# Question: Which statistical significance test to use?

I am wondering what statistical significance test I can use for the following use case but I cannot find one. The data consists of more than two groups of unequal size where multiple samples in a group can come from the same individual and the outcome variable is non-normally distributed for every group but an individual only appears in one group. Thus, I am looking for a test for dependent groups (within-group dependence) that can ideally handle non-normal data (or it could be transformed) for more than two groups. Any help is greatly appreciated!

I think I can use the Wilcoxon rank sums test for two groups (if the equal variance assumptions holds) but would like a test that accepts more than two groups.

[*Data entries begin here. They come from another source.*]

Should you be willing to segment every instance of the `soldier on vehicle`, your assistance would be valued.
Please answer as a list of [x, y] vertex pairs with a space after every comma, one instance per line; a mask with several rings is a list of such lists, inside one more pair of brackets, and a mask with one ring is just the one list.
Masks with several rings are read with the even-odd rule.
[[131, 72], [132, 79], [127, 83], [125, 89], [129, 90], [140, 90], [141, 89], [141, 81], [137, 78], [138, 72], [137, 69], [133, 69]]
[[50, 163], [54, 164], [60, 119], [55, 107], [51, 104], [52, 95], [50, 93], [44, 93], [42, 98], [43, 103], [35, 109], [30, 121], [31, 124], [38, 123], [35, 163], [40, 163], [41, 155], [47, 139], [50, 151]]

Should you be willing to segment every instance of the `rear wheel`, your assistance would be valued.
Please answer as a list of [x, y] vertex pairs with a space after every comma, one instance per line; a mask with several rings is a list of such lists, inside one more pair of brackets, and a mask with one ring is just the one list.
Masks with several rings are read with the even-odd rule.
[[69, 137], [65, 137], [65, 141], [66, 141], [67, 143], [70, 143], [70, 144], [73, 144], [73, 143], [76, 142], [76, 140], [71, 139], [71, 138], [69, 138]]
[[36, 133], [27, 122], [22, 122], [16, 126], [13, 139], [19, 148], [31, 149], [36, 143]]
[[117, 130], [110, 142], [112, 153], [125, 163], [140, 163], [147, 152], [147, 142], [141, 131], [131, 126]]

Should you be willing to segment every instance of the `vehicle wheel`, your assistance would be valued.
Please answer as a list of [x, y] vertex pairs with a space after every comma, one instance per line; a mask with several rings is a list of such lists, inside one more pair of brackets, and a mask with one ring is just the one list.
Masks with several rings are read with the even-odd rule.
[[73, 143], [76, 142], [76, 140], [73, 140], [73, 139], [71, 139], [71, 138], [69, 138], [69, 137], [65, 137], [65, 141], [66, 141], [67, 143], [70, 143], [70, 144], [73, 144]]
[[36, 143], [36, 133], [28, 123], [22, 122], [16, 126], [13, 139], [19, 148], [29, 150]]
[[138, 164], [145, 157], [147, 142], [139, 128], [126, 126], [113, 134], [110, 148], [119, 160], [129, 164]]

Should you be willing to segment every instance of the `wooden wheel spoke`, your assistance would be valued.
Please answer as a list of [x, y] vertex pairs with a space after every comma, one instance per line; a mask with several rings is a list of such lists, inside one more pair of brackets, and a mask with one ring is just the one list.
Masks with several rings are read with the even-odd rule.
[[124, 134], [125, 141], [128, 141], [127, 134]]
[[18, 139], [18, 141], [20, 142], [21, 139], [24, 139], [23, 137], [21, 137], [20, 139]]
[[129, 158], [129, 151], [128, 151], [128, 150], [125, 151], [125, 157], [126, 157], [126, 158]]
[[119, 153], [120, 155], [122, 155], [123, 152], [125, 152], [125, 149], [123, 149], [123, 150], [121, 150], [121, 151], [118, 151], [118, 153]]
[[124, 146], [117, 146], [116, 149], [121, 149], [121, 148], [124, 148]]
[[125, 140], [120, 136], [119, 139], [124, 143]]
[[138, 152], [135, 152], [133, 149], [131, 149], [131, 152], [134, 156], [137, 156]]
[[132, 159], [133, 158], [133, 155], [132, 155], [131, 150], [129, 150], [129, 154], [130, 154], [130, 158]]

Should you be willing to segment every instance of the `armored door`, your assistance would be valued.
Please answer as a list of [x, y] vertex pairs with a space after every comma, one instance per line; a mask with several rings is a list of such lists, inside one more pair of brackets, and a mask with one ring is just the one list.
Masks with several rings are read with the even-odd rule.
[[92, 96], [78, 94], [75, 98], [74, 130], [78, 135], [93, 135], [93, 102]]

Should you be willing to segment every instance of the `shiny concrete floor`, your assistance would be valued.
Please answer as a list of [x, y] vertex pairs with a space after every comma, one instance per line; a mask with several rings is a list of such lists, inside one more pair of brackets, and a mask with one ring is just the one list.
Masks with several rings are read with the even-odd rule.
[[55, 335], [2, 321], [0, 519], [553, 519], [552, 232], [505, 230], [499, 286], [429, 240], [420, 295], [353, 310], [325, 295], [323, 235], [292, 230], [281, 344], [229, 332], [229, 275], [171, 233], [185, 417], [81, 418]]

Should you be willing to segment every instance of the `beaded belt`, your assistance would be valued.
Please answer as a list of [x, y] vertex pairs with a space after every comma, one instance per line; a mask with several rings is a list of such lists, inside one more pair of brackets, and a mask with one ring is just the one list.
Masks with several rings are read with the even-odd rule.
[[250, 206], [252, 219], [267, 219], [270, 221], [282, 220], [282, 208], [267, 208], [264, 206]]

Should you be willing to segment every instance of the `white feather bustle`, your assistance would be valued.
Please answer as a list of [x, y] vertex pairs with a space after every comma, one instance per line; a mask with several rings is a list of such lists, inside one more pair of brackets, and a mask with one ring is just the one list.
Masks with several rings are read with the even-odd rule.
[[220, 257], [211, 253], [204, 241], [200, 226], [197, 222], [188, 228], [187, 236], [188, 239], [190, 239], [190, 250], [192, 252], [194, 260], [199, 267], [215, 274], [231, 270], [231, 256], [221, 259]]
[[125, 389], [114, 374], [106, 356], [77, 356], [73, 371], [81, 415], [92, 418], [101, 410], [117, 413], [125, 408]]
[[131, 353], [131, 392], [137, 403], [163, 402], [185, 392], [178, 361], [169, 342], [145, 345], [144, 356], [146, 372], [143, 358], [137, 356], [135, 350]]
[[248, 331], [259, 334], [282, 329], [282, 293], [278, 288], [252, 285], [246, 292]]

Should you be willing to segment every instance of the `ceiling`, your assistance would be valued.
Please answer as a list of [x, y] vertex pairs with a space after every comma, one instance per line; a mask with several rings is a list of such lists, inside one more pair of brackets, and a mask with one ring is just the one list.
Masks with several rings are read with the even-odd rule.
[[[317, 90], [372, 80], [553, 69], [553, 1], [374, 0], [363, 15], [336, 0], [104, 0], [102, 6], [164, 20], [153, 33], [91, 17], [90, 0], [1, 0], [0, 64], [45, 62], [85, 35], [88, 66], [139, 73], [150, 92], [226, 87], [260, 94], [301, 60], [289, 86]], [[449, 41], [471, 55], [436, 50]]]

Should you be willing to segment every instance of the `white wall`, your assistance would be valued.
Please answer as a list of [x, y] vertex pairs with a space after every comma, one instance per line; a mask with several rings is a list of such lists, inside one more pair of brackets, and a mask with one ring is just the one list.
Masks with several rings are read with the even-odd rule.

As context: I need to do this analysis for my master thesis and a I seemingly can not find an answer anywhere

• Welcome to Cross Validated! What would you do in a simpler setting, such as with normality?
– Dave
Commented Jun 16, 2023 at 16:28

You're focusing on normality of the data, which doesn't matter in a robust sample size, and ignoring the correlated data, which does matter. Anyway, Wilcoxon doesn't work on a $$k$$-way test, $$k>2$$. You're thinking of Kruskal Wallis in that case. But forget about rank-based statistics for the moment. Correlated data introduce intrinsic issues with testing and 95% CI calculation that don't resolve with moderately large samples. What you probably need is a GEE so you can link repeated measures within groups before performing inference. An exchangeable correlation is a common choice, something called a repeated measure ANOVA.
You can't assess normality without a graphic, and you could do more to describe what you saw. While normality isn't a formal requirement for GEE (or ANOVA, or a t-test), we might guess you encounter a common form - skewed data. Then consider a log transform of the data to a. improve inference and b. improve interpretation of the results. When the $$y$$ is log transformed, the hypothesis is essentially the same - a 0 mean difference corresponds to a 0 geometric mean difference, but a significant result is described in different terms - if you exponentiate the mean log difference, the value is a percentage difference between response among groups.